|
Bugzilla – Full Text Bug Listing |
| Summary: | thermal management prefers to throttle even if ALLOW_THROTTLING="no" | ||
|---|---|---|---|
| Product: | [openSUSE] SUSE Linux 10.1 | Reporter: | Dirk Mueller <dmueller> |
| Component: | Kernel | Assignee: | Thomas Renninger <trenn> |
| Status: | RESOLVED FIXED | QA Contact: | E-mail List <qa-bugs> |
| Severity: | Critical | ||
| Priority: | P5 - None | ||
| Version: | Alpha 3plus | ||
| Target Milestone: | --- | ||
| Hardware: | Other | ||
| OS: | Other | ||
| Whiteboard: | |||
| Found By: | Other | Services Priority: | |
| Business Priority: | Blocker: | --- | |
| Marketing QA Status: | --- | IT Deployment: | --- |
| Attachments: | the patch | ||
|
Description
Dirk Mueller
2005-12-12 10:04:15 UTC
Arggh, this probably was the SL10.0-RCx fix thermal passive cooling patch that also went mainline.
IIRC, I also tested the throttling case, but it seems one if/else path still is wrong ...
Dirk, you also know the code very well, could you have a look at it, I don't know what to do first at the moment and this one is really critical.
Ohh, you are the reporter..., so it worked for 10.0, but it does not for 10.1? That's strange...
> even worse, throttling is disabled in the performance scheme of powersave.
This is done by kernel, no influence possible, still default behaviour should be if the passive trip point is exceeded: first cpufreq, then throttling
and if the passive trip point is sub-ceeded: first go up with throttling again, then cpufreq.

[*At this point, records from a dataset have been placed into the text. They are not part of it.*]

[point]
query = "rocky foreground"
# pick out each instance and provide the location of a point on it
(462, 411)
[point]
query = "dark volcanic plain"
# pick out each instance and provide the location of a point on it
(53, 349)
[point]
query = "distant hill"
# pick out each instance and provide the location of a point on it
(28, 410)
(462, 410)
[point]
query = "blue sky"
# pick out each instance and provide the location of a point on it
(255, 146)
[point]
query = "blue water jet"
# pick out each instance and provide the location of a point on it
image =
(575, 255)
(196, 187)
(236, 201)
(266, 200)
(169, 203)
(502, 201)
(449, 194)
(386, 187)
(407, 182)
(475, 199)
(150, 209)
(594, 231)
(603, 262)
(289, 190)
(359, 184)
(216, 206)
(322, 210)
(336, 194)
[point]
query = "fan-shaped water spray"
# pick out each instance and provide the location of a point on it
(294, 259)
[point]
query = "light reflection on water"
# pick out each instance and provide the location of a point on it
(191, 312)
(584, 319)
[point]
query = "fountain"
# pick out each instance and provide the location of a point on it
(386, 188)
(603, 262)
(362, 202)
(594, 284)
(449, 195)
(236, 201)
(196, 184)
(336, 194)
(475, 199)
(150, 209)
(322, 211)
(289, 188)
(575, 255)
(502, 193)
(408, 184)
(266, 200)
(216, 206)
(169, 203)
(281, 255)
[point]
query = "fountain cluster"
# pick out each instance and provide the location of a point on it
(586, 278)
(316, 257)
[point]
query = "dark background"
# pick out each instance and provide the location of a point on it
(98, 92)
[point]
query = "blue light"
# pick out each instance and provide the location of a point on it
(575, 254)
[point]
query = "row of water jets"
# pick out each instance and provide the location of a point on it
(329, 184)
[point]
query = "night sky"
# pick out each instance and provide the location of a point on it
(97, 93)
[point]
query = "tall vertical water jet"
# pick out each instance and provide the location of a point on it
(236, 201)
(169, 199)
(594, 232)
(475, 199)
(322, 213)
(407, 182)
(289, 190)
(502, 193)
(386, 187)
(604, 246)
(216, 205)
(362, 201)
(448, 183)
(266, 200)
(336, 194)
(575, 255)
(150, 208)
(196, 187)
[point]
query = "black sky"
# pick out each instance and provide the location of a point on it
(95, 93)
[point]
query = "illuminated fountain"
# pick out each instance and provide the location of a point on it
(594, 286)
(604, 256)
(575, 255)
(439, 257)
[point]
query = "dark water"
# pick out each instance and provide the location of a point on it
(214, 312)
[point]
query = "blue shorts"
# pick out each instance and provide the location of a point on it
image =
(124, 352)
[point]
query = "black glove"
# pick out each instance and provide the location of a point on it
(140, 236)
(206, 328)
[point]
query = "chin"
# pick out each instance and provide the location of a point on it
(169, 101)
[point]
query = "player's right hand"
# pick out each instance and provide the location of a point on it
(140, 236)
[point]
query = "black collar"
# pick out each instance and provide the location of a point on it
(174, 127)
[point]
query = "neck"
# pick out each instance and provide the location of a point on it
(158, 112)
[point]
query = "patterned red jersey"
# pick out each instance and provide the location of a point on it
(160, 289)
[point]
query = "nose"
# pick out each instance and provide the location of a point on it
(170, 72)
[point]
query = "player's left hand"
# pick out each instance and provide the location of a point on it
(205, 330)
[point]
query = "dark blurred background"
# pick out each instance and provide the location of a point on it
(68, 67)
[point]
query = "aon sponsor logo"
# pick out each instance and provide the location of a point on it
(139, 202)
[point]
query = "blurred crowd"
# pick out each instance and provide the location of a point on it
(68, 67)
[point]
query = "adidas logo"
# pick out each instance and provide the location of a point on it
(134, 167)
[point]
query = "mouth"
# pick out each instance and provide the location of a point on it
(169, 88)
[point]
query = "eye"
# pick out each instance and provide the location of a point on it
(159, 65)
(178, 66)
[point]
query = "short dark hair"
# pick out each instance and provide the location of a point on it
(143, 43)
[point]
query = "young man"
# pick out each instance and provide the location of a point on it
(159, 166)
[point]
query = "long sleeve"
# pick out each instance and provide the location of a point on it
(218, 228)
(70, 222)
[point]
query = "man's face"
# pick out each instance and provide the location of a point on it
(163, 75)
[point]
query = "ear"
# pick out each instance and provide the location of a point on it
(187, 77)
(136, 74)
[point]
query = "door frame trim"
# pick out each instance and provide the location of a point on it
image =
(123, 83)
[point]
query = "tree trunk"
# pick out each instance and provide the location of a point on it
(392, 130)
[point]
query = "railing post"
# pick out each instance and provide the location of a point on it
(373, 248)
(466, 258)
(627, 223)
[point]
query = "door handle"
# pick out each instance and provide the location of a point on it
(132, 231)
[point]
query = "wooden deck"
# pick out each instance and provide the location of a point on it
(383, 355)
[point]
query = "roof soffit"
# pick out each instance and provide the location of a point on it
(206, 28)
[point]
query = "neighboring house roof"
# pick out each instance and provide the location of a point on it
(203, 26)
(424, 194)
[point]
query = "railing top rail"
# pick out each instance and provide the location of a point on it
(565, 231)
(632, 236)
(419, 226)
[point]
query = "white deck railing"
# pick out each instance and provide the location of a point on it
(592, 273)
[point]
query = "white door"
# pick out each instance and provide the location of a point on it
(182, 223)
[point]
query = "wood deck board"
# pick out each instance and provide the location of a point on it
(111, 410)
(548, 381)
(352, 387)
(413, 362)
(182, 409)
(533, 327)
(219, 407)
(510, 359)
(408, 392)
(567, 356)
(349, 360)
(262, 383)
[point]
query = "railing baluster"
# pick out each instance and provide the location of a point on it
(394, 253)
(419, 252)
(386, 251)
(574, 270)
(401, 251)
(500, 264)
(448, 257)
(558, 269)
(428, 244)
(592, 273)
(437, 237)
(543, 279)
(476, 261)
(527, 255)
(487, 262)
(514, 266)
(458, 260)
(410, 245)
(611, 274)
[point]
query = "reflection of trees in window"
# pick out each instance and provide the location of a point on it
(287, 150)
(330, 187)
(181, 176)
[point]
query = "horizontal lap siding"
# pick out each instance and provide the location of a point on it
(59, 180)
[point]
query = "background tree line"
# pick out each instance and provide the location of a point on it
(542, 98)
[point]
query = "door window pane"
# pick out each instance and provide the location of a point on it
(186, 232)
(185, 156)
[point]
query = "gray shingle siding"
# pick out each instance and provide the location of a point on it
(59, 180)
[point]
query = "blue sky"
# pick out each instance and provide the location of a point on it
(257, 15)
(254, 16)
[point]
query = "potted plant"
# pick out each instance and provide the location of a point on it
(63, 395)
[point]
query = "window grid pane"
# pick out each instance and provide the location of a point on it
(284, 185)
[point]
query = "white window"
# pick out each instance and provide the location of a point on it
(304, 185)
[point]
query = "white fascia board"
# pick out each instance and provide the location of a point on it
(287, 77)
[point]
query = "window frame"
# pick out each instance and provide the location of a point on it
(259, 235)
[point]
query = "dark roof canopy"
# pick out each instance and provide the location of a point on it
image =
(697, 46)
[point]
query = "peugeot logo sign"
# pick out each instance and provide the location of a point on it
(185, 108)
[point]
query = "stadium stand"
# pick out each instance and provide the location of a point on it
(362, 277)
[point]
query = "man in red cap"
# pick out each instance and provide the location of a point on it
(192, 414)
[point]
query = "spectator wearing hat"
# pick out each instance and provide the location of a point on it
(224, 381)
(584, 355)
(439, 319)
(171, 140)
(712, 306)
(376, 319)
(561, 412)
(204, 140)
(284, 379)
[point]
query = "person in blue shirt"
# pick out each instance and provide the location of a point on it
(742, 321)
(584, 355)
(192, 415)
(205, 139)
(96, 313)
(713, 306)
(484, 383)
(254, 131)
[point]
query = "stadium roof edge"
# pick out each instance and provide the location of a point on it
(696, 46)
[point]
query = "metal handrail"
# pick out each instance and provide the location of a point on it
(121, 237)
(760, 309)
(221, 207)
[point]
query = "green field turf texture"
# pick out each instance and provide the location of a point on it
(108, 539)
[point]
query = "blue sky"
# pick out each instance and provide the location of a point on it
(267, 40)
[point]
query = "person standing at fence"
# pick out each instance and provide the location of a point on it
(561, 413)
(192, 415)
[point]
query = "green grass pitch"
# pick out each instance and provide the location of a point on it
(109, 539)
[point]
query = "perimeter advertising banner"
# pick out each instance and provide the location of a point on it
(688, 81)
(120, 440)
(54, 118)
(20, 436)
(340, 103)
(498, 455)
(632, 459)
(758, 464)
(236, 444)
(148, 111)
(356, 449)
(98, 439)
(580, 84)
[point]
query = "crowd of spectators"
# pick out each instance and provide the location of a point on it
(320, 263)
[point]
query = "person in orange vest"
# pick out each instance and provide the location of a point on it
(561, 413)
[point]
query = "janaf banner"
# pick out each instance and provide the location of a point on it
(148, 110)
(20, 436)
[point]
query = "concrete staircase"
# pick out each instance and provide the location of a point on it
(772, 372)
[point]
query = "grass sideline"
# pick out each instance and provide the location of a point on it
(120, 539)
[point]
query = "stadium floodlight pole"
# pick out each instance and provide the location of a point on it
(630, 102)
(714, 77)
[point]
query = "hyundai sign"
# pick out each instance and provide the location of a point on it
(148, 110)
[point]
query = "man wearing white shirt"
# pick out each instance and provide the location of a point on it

hmm, ok, I've looked into it a bit. The good news is: there is no bug. The bad news is: That behaviour is suboptimal. The thermal code tries to throttle first and then later tries to reduce cpu frequency it seems (BTW, I was unable to find out if your ondemand-kernel-handler-always-caches-cpufreq-policy patch is still in our suse tree (couldn't figure out how to access kerncvs) or not). Anyway, I think this behaviour is suboptimal, because throttling only leads to linear heat reduction, while speed stepping leads to quadratic heat reduction. If I run compilation jobs, it before reduced the cpu frequency to 1.2GHz after a while and ran stable (without overheating) with that. Now it stays at 1.7GHz and throttles down by 93%, which leads to a system that is as slow as a 486 without turbo button, but still scratches the overheating limit all the time). I couldn't find documentation though.. is it "faster" for the cpu to reduce throttling or stepping up the speed? which method has more overhead? It seems to me it should prefer whatever can react quicker to changes. ok, there could be one bug: even though it throttles down maximum, it never actually speed steps down (even though it should, because it is above the configured trip point). will have a look at this maybe tonight. Frequency scaling must be the preferred and the first method to cool down. Tell me if you found anything, I have a machine with throttling and cpufreq ATM and could also have a look. I could reproduce this..., the behaviour changed to older kernels and there must definitley be a bug somewhere. I haven't looked more closely yet, but indeed, rereading the source confirms that it should first speed-step and later throttle. adding some more printk's.. the:
if (!cpu_has_cpufreq)
checks in acpi_thermal_cpufreq_increase/decrease (processor_thermal.c)
must be
if (cpu_has_cpufreq)
This was the change in mainline (reworked by someone) that I think causes the grief (have a closer look to changing "!"):
static int cpu_has_cpufreq(unsigned int cpu)
{
struct cpufreq_policy policy;
- if (!acpi_thermal_cpufreq_is_init)
- return -ENODEV;
- if (!cpufreq_get_policy(&policy, cpu))
+ if (!acpi_thermal_cpufreq_is_init || cpufreq_get_policy(&policy, cpu))
return -ENODEV;
return 0;
Am I right, or have i overseen something?
I am in a hurry currently, I come up with a patch tomorrow.
BTW: I am in a real hurry... not tested yet, only assumptions..., bye. indeed, that seems to work. I decided to fix the return values instead, which seems to make the stuff more logical to me (all callers of the static expect the inverse meaning) Created attachment 61508 [details]
the patch
Thanks. Patch retestet, added to stable and applied for mainline. Dirk: I forget to mention you, wasn't meant to, I just forgot it, sorry. No problem, I already posted the stuff to acpi-devel@ last night: http://sourceforge.net/mailarchive/forum.php?thread_id=9289494&forum_id=6102 Though, no reaction so far. |